Андреа открыл отражение своей тревоги уже в самом виде окружающих предметов; и так как его желание бесполезно уходило на ожидание, и нервы его ослабевали, то, казалось, и сама эта, так сказать, эротическая сущность вещей испарялась и исчезала столь же бесполезно. Все эти предметы, среди которых он столько раз любил, наслаждался и страдал, приобрели для него часть его чувственности. Они были не только свидетелями его любви, его наслаждений и печалей, но и соучастниками. Каждая линия, каждый цвет гармонировал с женским образом в его памяти, был нотой в созвучии красоты, частицей в страстном восторге. По природе своего вкуса, он искал в любви многосложности наслаждения: осложненной радости всех чувств, глубокого умственного возбуждения, всепоглощающей волны ощущения, страстных порывов. И так как, в качестве эстета, он искал с искусством, то, естественно, значительную часть своего опьянения он извлекал из мира вещей. Этот тонкий фигляр не понимал комедии любви без декораций.

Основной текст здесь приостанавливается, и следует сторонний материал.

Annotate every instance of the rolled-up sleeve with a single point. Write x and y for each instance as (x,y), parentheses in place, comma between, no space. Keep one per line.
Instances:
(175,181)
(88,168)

Поэтому его дом был совершеннейший театр, а сам он — искуснейший режиссер. Но в искусственность он почти всегда вкладывал всего себя, щедро расточал все богатство своего ума, забывался до того, что нередко бывал обманут своим же собственным измышлением, попадался в свою собственную ловушку, оказывался раненым своим же оружием, подобно колдуну, попавшему в свой же заколдованный круг.
Все окружающее принимало для него то невыразимое подобие жизни, какое приобретают, например, священные сосуды, атрибуты религии, орудия богослужения, всякая вещь, на которой сосредотачивается людское раздумие или которую людское воображение полагает в основание той или иной идеальной высоты. Как сосуд, после долгих лет, сохраняет запах бывшей когда-то в нем эссенции, так и некоторые предметы сохраняли часть любви, которой мечтательный любовник осенил и пропитал их. И столь глубоким возбуждением веяло на него от них, что порой он приходил в смущение, точно от присутствия сверхъестественной силы.
Действительно, казалось, что он знает некую скрытую в каждом из этих предметов половую энергию и чувствует, как иногда она освобождается, разливается и трепещет вокруг него. И вот, в объятиях любимой, он сообщал и себе самому и телу и душе женщины восторг одного из тех высочайших празднеств, простого воспоминания о которых достаточно, чтобы озарить целую жизнь. Но если он был один, мучительное волнение сковывало его, — какое-то невыразимое сожаление, при мысли, что это великое и редкое приспособление любви пропадало даром.